As hipóteses em que a decisão liminar se torna irreversível
Apesar do mecanismo desenvolvido pelo artigo 302 do CPC, consideramos que os danos resultantes de medidas liminares revogadas ao final do processo, nunca são reparados de forma integral, especialmente em razão do longo tempo que se leva para a finalização do processo.
Assim, mesmo que a parte Autora saia perdedora ao final da demanda, a depender da forma como o seu adversário enfrentou todo o processo, o resultado prático será benéfico a quem obteve as vantagens de uma decisão liminar concedida logo no início.
Um exemplo claro é quando a parte Ré, que sofre os efeitos da liminar, tem o seu estabelecimento lacrado, ou é impedida de vender determinado produto que representa a imensa parte de seu faturamento. É fato que, mesmo que a parte Ré se sagre vencedora ao final do processo, terá ela sucumbido aos efeitos danosos da liminar, encerrando as atividades empresariais, para a felicidade da parte Autora.
A Lei Processual não dá solução para os casos em que a liminar concedida tem um resultado tão danoso que acaba resultando no encerramento das atividades da sociedade empresária que suportou os efeitos da decisão revogada.
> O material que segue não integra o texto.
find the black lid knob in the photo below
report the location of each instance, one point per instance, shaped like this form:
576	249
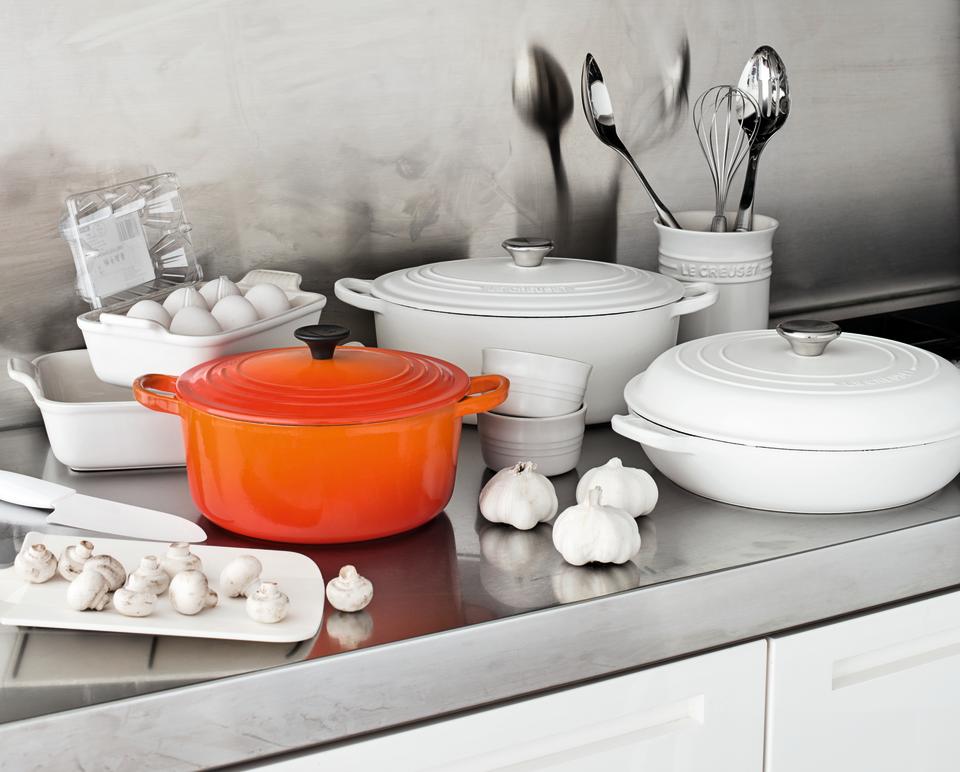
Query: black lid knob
322	338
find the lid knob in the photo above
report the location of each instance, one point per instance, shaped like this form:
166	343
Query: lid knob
808	337
322	338
528	252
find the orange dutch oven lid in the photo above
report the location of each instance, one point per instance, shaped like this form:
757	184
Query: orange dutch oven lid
321	383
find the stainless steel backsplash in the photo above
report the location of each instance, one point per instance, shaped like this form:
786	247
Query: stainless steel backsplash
353	138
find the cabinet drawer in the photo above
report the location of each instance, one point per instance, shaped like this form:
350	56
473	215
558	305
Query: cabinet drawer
703	713
878	692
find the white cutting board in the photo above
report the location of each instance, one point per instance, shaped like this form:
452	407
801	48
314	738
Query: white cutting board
45	605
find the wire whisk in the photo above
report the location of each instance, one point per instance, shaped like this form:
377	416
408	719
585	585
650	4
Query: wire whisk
725	138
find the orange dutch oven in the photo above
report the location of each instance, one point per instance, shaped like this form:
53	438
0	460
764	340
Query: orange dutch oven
321	444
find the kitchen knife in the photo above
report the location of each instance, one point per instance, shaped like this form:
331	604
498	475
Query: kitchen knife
92	514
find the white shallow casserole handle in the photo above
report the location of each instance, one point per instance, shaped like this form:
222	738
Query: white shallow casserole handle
357	293
646	432
22	371
697	295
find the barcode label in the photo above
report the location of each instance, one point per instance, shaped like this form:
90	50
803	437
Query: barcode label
128	228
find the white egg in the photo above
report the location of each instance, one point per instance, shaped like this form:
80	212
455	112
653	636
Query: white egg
185	297
152	310
268	299
234	311
194	321
218	289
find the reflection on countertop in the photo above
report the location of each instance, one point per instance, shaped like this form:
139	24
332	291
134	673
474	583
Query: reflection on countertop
454	572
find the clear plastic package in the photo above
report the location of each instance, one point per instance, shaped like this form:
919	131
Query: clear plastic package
130	240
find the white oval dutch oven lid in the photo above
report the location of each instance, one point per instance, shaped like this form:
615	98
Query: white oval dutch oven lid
527	284
772	390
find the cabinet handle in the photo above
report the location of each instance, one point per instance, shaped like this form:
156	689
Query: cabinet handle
896	658
632	728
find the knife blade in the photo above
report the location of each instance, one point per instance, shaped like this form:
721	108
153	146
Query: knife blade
89	513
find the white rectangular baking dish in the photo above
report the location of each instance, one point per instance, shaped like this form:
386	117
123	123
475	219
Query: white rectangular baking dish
122	349
93	425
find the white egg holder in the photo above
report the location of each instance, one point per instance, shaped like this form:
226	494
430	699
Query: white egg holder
122	348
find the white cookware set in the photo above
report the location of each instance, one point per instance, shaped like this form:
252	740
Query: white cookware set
802	419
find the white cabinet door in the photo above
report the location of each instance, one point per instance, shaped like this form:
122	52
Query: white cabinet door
703	713
878	692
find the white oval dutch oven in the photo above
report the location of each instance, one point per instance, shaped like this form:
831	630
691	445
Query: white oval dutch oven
615	317
799	419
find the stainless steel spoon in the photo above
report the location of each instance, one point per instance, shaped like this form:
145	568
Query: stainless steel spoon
765	79
598	110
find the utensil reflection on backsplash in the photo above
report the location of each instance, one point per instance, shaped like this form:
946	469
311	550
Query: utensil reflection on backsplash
598	109
725	137
765	79
543	98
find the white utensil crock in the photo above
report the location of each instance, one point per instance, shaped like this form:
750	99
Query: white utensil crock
739	264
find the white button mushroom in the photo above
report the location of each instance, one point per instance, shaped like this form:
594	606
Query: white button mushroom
73	558
349	630
149	577
238	575
267	604
180	558
349	591
35	563
89	591
111	568
134	603
190	593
Entendemos que este é um caso clássico da irreversibilidade da decisão liminar prevista pelo artigo 300, parágrafo 2o. do CPC, uma vez que nem mesmo a apuração monetária dos danos materiais e morais conseguirá alcançar a finalidade de reparar integralmente os efeitos danosos da decisão.
Art. 300. A tutela de urgência será concedida quando houver elementos que evidenciem a probabilidade do direito e o perigo de dano ou o risco ao resultado útil do processo.
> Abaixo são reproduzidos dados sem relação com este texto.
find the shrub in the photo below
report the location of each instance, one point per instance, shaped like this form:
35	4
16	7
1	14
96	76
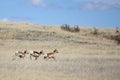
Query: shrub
70	29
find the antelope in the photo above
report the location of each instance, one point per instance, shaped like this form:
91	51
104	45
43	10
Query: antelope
36	54
51	55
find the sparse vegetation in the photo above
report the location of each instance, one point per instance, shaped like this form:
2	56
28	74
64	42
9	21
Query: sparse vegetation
116	36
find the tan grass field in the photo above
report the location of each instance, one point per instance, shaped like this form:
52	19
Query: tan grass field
81	56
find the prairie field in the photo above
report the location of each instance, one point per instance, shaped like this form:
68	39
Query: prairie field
82	56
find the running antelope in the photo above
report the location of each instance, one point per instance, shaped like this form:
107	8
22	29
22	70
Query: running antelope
36	54
51	55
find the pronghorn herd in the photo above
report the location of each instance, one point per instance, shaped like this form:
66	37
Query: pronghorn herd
36	54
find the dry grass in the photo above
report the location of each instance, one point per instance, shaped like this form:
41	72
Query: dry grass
82	56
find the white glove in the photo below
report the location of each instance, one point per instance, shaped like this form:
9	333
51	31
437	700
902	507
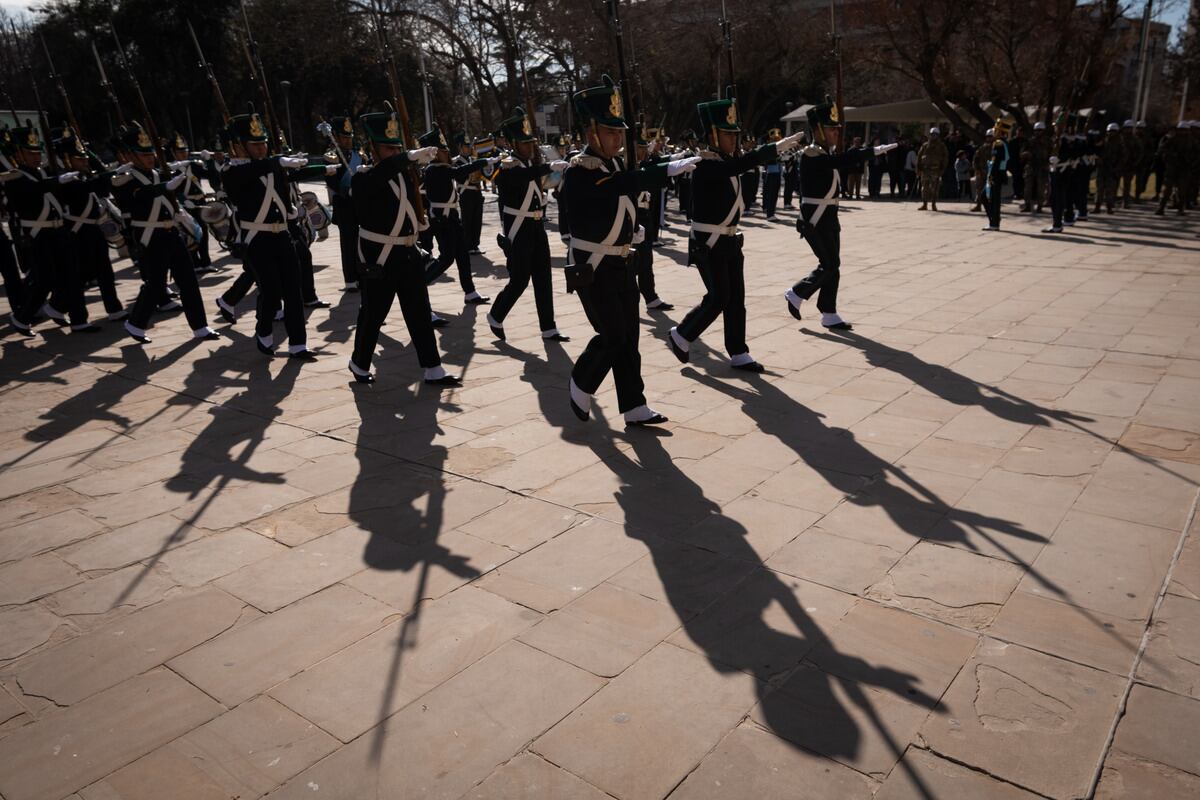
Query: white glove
683	166
789	143
423	155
§ 1 o Para a concessão da tutela de urgência, o juiz pode, conforme o caso, exigir caução real ou fidejussória idônea para ressarcir os danos que a outra parte possa vir a sofrer, podendo a caução ser dispensada se a parte economicamente hipossuficiente não puder oferecê-la.
§ 2º A tutela de urgência pode ser concedida liminarmente ou após justificação prévia.
§ 3º A tutela de urgência de natureza antecipada não será concedida quando houver perigo de irreversibilidade dos efeitos da decisão
Nestes casos, ao ter a oportunidade de apreciar o pedido de liminar, prudente será o Juízo sempre oferecer à parte Ré uma oportunidade de defesa prévia ou justificativa e, caso entenda que a liminar deva ser concedida, entendemos ser recomendável que o Juízo pondere de que forma poderá evitar a irreversibilidade da sua decisão, além, da fixação de caução legal ou garantia em favor do Réu.